I didn’t disagree that it seemed out of place for guests to wear hats in the dining room, but I also wasn’t about to walk over and pull the hat off this poor woman’s head either. Is that what she expected me to do? Whether the woman wearing the hat was, in fact, cold or just making a fashion statement, it seemed inappropriate for either of us to intervene for the sake of defending some antiquated social mores.

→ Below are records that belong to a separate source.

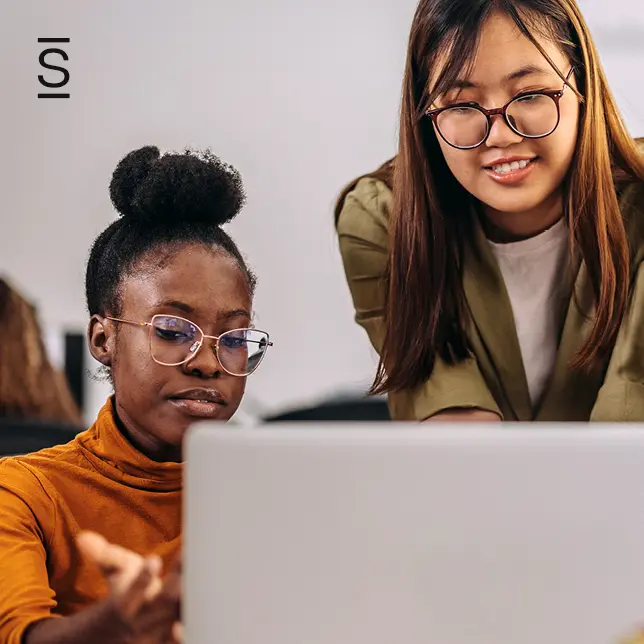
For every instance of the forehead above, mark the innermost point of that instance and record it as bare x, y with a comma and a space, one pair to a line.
503, 50
209, 281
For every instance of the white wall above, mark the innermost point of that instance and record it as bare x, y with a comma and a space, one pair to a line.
300, 95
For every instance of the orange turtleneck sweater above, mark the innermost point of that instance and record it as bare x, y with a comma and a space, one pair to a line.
99, 482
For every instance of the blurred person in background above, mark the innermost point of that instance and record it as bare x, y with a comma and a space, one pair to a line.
497, 261
30, 387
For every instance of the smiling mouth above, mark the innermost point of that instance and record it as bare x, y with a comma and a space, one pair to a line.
512, 172
506, 168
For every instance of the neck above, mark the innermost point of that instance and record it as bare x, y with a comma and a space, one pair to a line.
148, 445
506, 227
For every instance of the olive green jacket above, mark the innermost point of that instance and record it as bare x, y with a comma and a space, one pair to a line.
494, 378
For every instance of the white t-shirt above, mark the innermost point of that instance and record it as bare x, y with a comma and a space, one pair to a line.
533, 270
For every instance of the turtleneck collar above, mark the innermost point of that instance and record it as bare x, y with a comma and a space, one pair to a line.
113, 455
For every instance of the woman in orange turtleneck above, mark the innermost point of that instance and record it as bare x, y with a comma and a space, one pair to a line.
170, 297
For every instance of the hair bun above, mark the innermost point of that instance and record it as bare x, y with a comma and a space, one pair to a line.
173, 188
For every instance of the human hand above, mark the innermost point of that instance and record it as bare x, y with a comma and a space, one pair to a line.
147, 604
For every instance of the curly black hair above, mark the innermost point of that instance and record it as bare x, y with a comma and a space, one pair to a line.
164, 201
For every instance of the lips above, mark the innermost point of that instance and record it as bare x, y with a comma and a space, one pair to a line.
511, 170
199, 403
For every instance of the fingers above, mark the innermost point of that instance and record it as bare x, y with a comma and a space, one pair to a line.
107, 556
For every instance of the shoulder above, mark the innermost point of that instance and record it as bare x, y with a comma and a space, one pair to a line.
365, 209
631, 201
31, 477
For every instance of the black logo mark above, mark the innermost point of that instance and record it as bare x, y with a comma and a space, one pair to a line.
46, 65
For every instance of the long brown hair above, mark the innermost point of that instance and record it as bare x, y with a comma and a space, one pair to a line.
425, 310
30, 387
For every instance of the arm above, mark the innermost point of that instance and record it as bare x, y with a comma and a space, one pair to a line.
363, 236
621, 397
140, 609
27, 601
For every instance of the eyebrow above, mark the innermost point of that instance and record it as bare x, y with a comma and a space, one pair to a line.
235, 313
522, 72
175, 304
186, 308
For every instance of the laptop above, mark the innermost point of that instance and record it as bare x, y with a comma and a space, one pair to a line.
402, 534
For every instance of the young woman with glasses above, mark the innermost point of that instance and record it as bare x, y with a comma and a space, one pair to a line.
170, 299
502, 277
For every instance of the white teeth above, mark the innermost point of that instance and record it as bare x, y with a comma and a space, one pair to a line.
504, 168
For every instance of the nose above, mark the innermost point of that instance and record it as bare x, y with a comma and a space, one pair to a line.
204, 362
501, 134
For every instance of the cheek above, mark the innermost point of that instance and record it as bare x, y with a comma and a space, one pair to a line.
463, 164
134, 371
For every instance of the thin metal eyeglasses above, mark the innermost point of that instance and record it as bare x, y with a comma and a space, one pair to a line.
175, 340
531, 115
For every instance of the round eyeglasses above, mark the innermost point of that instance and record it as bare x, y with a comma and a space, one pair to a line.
531, 115
175, 341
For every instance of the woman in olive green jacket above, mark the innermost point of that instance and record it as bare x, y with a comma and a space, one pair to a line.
503, 277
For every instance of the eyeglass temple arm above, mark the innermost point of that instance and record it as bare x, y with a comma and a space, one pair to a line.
216, 337
129, 321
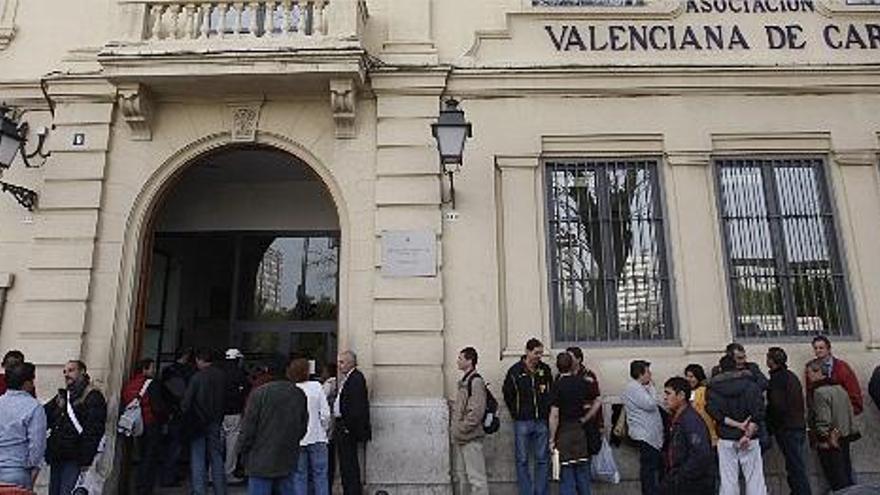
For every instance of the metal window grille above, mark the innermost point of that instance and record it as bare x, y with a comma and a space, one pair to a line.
785, 272
608, 272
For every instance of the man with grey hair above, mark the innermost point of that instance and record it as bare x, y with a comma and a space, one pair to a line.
351, 412
832, 421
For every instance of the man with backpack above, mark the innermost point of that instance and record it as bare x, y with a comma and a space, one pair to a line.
76, 416
468, 413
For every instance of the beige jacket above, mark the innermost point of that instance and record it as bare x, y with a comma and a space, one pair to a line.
831, 411
467, 412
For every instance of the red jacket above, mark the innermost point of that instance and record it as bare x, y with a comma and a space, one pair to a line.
131, 390
843, 375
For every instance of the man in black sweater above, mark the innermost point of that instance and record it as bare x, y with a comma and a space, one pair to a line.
735, 402
785, 419
203, 408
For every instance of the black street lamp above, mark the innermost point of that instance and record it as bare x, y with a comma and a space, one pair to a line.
13, 137
451, 131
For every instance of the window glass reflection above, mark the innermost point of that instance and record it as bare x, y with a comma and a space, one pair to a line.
288, 278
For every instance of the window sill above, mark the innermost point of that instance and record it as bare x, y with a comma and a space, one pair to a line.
833, 8
659, 9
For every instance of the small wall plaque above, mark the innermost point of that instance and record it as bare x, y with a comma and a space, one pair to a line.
409, 253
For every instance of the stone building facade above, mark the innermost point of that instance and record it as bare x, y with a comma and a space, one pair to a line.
646, 180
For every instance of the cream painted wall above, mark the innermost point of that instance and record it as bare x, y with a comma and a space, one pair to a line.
514, 126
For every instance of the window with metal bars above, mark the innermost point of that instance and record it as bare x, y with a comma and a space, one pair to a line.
608, 272
786, 277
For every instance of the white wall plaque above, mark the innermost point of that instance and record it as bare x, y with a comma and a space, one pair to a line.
409, 253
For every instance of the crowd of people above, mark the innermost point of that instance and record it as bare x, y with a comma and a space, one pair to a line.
702, 436
225, 419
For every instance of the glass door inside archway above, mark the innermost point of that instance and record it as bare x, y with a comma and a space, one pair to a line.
288, 290
267, 293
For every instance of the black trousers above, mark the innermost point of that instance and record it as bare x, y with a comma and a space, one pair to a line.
148, 469
837, 466
349, 466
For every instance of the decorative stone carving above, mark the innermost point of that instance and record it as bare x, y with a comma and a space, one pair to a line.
343, 102
7, 21
137, 110
245, 120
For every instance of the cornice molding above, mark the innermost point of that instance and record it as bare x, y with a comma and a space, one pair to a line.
618, 144
856, 157
689, 158
662, 81
521, 162
838, 8
779, 142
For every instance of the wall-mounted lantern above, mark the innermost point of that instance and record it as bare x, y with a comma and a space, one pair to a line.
451, 131
13, 138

It’s true, times have certainly changed when it comes to restaurant etiquette. Perhaps that’s a good thing. After the fury of the moment subsided, the woman asked for the check. She and her companion had plans to see the ballet. I hoped for her sake that no one in the audience had the nerve to show up in jeans. The usher might get an earful.

After she left, I thought about how much time she’d spent at the table on her cellphone. She discharged it often throughout the course of her meal to take photographs and videos of the food and some of our table-side presentations. Of course, it’s commonplace these days for guests to film everything, but what’s more intrusive in the dining room of an upscale restaurant: the incandescent lights of a cellphone screen or someone’s harmless headgear?

restaurant-etiquette

I served another couple recently that was so consumed with the social media ramifications of their meal that they lowered every plate of food they’d ordered onto the banquette to meticulously photograph each one. They MacGyver-ed an iPhone swaddled in a linen napkin with its flash on as a makeshift studio light and snapped portraits of each dish using a second iPhone. The parties seated around them looked on incredulously, distracted by their odd behavior.

One evening, I witnessed two elderly guests sitting next to each other wearing identical eyeglasses that had dual spotlights attached to each hinge like they were about to inspect diamonds or descend into a coal mine. To onlookers in the dining room, it may have looked like the restaurant was being invaded by extra terrestrials.

Deploying digital technology this way has always clashed with the analog charms of a restaurant, but the two are inseparable now. Parents anesthetize their young children with makeshift home entertainment centers—propping up iPads on the bread basket and sealing their young ears with noise-cancelling headphones to quarantine them from any human interaction whatsoever.

Staffs of fine dining restaurants are resigned to being filmed without permission. Guests consider us part of the scenery. But imagine if the same people decided to film their doctor giving an exam or their lawyer taking a deposition. Having the nerve to do so would be outrageous. But why is a restaurant experience that much more of a spectacle than a trip to the dentist?

It’s partially our fault. The restaurant industry balked at the opportunity to take a stand in the early innings of the smartphone invasion. It should have treated them the way theaters do, insisting that attendees keep their phones in their pockets while they’re seated or at least implore them to use discretion. Instead guests act like boorish spectators at a rock concert.

Unfortunately, hospitality ideals make it difficult to enforce house rules without offending people. Suggesting that someone is dressed inappropriately, misusing their phone or being too loud can result in public shaming online or negative reviews on crowdsourcing apps like Yelp. Defending controversial policies can seem elitist and exclusionary. It puts restaurant management in a difficult predicament. Most restaurants these days have to choose their battles very carefully. No matter how much integrity there is behind our desire to set a standard for etiquette in the dining room, it’s a battle that we know we can’t win anymore.